Eine dieser Uhren war aus Porzellan und zeigte zwei Einhörner, die sich mit ihren Hörnerspitzen fast berührten. Zwischen den Hörnern war ein gewisser Abstand - von ungefähr ein paar Zentimetern. Die Einhörner hatten sich einander zugewandt und bäumen sich auf. Zwischen ihren insgesamt vier Vorderhufen hielten sie ein Kreisrund. Dasselbe war leer – aber in dieser Leere war einmal eine Uhr befestigt gewesen. Mit den Hinterhufen stemmten sich die Einhörner gegen den stetigen Drang der Zeit, sich im Sande zu verlieren. Das Uhrwerk war irgendwann einmal herausgefallen und selber verloren gegangen, irgendwann, irgendwo, irgendwer. 

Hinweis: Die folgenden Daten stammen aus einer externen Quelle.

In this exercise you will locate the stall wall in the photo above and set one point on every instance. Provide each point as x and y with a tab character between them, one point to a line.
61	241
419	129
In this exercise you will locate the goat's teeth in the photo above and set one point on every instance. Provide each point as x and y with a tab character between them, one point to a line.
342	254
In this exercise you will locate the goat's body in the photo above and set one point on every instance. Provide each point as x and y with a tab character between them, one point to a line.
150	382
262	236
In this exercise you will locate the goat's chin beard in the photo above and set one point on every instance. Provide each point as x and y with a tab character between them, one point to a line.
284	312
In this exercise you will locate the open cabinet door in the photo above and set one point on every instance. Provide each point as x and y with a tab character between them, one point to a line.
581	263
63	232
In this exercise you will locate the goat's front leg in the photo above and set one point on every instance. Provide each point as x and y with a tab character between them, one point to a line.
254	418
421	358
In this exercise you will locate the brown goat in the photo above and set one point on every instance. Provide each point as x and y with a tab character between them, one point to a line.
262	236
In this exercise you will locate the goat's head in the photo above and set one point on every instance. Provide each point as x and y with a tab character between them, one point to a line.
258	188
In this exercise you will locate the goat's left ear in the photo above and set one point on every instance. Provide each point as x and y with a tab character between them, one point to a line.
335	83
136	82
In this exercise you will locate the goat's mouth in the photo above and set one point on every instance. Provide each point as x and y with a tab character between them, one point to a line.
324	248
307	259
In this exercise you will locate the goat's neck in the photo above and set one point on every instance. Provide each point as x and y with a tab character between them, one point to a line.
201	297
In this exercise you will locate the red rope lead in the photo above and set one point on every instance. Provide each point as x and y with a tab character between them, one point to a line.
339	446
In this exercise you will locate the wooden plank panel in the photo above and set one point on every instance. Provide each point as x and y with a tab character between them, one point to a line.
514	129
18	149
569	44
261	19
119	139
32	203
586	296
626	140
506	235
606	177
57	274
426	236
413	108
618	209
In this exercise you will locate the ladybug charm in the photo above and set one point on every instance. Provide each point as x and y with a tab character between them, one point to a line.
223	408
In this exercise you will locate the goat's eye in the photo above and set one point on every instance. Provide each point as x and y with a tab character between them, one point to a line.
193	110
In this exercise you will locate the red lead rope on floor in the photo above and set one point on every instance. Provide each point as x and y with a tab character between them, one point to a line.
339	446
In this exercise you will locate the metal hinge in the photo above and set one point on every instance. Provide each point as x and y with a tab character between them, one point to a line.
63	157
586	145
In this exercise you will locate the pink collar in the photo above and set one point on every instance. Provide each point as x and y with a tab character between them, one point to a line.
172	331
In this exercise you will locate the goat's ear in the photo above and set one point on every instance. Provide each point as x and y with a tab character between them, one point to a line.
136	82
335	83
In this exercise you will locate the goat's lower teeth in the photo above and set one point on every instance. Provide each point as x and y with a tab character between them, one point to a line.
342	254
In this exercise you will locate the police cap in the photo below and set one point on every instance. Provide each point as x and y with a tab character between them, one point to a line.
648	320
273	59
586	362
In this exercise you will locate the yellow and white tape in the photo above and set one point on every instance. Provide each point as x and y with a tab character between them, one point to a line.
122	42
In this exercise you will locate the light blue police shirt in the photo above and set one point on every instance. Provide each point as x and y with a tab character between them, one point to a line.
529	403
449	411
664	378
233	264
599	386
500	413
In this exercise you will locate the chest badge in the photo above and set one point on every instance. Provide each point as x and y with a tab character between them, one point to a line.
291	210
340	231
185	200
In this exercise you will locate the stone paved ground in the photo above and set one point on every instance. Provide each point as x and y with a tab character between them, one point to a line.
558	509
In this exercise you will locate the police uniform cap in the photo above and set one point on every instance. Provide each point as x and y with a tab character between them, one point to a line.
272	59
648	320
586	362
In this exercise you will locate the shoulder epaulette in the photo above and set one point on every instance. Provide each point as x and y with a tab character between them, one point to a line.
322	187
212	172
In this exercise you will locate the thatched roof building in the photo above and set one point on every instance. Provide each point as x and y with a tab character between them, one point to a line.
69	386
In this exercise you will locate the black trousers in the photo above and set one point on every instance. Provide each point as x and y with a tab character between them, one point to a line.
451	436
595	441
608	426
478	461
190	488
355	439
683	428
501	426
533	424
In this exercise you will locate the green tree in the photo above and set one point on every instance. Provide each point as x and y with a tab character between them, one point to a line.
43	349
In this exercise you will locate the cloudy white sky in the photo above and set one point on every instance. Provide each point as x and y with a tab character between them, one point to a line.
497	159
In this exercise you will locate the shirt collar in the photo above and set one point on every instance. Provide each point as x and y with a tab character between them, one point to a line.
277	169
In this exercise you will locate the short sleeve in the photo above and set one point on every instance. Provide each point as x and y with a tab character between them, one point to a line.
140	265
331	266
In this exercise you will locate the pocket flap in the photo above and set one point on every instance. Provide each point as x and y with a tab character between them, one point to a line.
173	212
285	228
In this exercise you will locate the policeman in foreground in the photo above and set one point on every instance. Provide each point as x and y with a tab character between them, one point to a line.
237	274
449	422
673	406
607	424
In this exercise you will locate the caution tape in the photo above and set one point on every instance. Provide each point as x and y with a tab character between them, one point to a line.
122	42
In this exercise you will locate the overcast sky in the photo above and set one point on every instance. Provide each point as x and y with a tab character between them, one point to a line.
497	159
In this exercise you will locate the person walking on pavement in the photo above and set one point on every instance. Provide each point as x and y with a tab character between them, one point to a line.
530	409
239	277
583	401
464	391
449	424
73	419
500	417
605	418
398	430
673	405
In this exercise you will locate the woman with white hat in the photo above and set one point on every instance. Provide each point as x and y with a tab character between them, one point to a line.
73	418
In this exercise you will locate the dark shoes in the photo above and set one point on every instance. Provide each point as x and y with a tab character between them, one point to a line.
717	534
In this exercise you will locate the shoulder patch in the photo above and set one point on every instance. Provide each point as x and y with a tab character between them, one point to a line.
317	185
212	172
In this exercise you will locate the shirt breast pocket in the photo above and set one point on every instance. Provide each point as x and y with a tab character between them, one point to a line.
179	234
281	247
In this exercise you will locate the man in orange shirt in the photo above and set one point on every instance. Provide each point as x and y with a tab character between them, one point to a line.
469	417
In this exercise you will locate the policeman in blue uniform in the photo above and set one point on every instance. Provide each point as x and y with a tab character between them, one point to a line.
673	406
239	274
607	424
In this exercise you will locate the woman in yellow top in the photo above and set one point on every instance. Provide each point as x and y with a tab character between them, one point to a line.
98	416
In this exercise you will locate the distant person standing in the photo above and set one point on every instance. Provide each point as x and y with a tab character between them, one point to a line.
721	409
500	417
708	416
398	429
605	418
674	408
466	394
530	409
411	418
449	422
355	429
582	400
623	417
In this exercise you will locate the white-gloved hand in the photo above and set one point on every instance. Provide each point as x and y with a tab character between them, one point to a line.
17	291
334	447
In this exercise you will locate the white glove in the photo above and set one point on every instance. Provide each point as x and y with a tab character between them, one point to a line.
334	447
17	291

„Diese hier“ sagte die alte Dame zu dem ebenso alten Trödler „gefällt mir. Was soll sie kosten?“ Der Trödler nahm die Porzellanuhr vom Regal und schaute auf ein verblichenes Zettelchen. „Das ist die Uhr vom alten Zettel“ meinte er. Wissen's, wer der alte Zettel gewesen ist? Er war ein Buchhändler – und die Uhr stand immer auf seinem Schreibpult. Sie ist unbezahlbar, aber Gnädiger Frau gebe ich sie für 1.000 Schilling ab. Einhörner sind angeblich längst ausgestorben. Ich glaub's aber nicht. Der Abstand zwischen den Hornspitzen ist wichtig. Dort hat der alte Zettel immer seine unbezahlten Rechnungen eingeklemmt. Dadurch kam Geld rein – irgendwie. Und er konnte bezahlen. Sehr sonderbar. Nehmen Sie die Uhr mit. Wenn Sie 1.000 Schilling haben, einfach herbringen. Gnädiger Frau Name lautet?“

Da sagte die alte Dame - die ihren Namen eigentlich nie preisgab - dem Trödler, dass sie Roswitha Aschauer heiße und in der Mariahilferstraße 153a wohne, aber ihren Namen und Adresse dürfe sie keinem verraten. Der Trödler nickte verständnisvoll. Da nahm die alte Dame die Uhr und kehrte nach Hause zurück. Hier schrieb sie die Zahl Tausend auf ein Papier, machte das Schillingzeichen dahinter und faltete den Zettel solange sorgsam immer weiter zusammen, bis ein kleines Päckchen daraus geworden, welches zwischen die beiden Hörnerspitzen einzuklemmen war. Die Hörner sahen aus wie Uhrenzeiger,  welche in die unterschiedlichen Richtungen des Unendlichen wiesen. 

Als die tausend Schilling eines Tages zusammen gekommen waren - niemand weiß, wie das zuging -  da wollte die alte Dame den Trödler auszahlen. Und danken für die Wunderuhr, die neben der Zeit auch Unendlichkeit anzeigte. Doch den Trödeladen gab es nicht mehr. Vielleicht  begegnest du eines Tages dieser Uhr. Auf einem Markt - oder im Anderswo.